A Phase 2, Randomized, Multicenter, Open-Label, Blinded-Endpoint Study to Evaluate the Safety of Regn7508 and Regn9933, Monoclonal Antibodies Against Fxi, Versus Apixaban in Participants With Atrial Fibrillation (Roxi-Atlas)

Studying Safety of Heart Treatment

T
Tanyanan Tanawuttiwat

Primary Investigator

Enrolling By Invitation
18 years - 100 years
All
Phase 2
12 participants needed
1 Location

Brief description of study

This study is researching experimental drugs called REGN7508 and REGN9933. The study is focused on participants who have atrial fibrillation, which means that the heart beats too fast and unevenly. REGN7508 and REGN9933 are designed to help stop blood clots forming in patients with atrial fibrillation.

THIS STUDY IS ENROLLING BY INVITATION ONLY 

Detailed description of study

The aim of the study is to see how well REGN7508 and REGN9933 work in patients that get medicine for their atrial fibrillation. The bleeding effects of REGN7508 and REGN9933 will be compared to another medicine (apixaban), which is available on the market to treat and prevent formation of blood clots.

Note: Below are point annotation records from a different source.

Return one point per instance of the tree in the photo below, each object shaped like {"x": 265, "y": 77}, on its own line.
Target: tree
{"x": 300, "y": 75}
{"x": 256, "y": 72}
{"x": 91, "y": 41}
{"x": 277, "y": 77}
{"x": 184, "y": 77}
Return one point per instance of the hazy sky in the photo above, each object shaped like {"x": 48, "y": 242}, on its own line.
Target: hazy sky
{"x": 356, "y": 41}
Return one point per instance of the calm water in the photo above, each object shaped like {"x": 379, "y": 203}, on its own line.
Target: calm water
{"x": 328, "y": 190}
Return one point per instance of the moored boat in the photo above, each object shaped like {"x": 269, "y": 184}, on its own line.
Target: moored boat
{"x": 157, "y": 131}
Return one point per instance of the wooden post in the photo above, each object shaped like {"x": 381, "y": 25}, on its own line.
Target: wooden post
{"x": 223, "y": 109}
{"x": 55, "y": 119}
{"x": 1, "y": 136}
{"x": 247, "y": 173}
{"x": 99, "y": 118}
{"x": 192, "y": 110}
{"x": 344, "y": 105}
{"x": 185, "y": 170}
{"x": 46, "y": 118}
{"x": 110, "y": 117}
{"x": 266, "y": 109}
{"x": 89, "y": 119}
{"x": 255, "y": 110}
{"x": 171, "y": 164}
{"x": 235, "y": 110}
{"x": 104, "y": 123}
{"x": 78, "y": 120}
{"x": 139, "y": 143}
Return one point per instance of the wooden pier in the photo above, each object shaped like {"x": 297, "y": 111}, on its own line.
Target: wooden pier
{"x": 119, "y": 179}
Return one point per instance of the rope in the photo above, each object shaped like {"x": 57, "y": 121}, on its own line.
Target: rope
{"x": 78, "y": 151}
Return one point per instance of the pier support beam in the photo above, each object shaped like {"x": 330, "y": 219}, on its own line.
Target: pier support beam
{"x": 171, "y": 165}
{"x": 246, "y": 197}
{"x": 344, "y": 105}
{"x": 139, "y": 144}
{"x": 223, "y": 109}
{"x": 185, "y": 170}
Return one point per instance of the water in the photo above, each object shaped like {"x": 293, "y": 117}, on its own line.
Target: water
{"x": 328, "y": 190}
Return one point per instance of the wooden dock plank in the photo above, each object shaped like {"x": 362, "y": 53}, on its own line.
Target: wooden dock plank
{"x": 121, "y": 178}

The study is looking at several other research questions, including:

  • What side effects may happen from taking REGN7508 or REGN9933
  • How well do the study drugs reduce the risk of having a stroke
  • How much of REGN7508 or REGN9933 is in the blood at different times
  • Whether the body makes antibodies against REGN7508 or REGN9933 (which could make the drugs less effective or could lead to side effects)

Eligibility of study

You may be eligible for this study if you meet the following criteria:

  • Conditions: Atrial Fibrillation (AF)
  • Age: 18 years - 100 years
  • Gender: All

Key Inclusion Criteria:

  1. Has AF or flutter (paroxysmal or persistent), not felt to be secondary to a reversible cause, and an indication for indefinite anticoagulation treatment as described in the protocol
  2. Meets one of the following:
    1. CHA2DS2-VA [C: Congestive heart failure; H: Hypertension; A2: Age ≥75 years (double points); D: Diabetes mellitus; S2: Stroke or TIA or Thromboembolism (double points); V: Vascular disease; A: Age 65-74 years] score ≥2 and Oral Anticoagulant (OAC) naïve or
    2. CHA2DS2-VA score ≥3 or
    3. CHA2DS2-VA score of 2 and at least 1 enrichment criteria as described in the protocol
  3. Must have a Prothrombin Time/International Normalization Ratio (PT/INR) <2.5 at the time of randomization if taking warfarin or another Vitamin K Antagonist (VKA)

Key Exclusion Criteria:

  1. Has a mechanical heart valve prosthesis (Note: transcatheter aortic valve replacement is not an exclusion)
  2. Has known moderate-to-severe mitral stenosis
  3. Has had successful ablation therapy or Left Atrial Appendage (LAA) occlusion/exclusion, or planned ablation or LAA occlusion/exclusion as described in the protocol
  4. Had an ischemic stroke within 2 days prior to randomization
  5. Has Chronic Kidney Disease Epidemiology Collaboration (CKD-EPI) estimated Glomerular Filtration Rate (eGFR) <15 mL/min/1.73m^2 within 14 days prior to randomization or on dialysis or expected to be started as described in the protocol
  6. Has a history of central nervous system bleeding within 30 days prior to randomization

Note: Other protocol-defined Inclusion/ Exclusion criteria apply

This study investigates the safety of investigational antibodies for people with atrial fibrillation, a condition where the heart beats too fast and unevenly. Atrial fibrillation can lead to blood clots, which may cause strokes. The study compares the effects of investigational medications with a commonly used medicine for preventing blood clots.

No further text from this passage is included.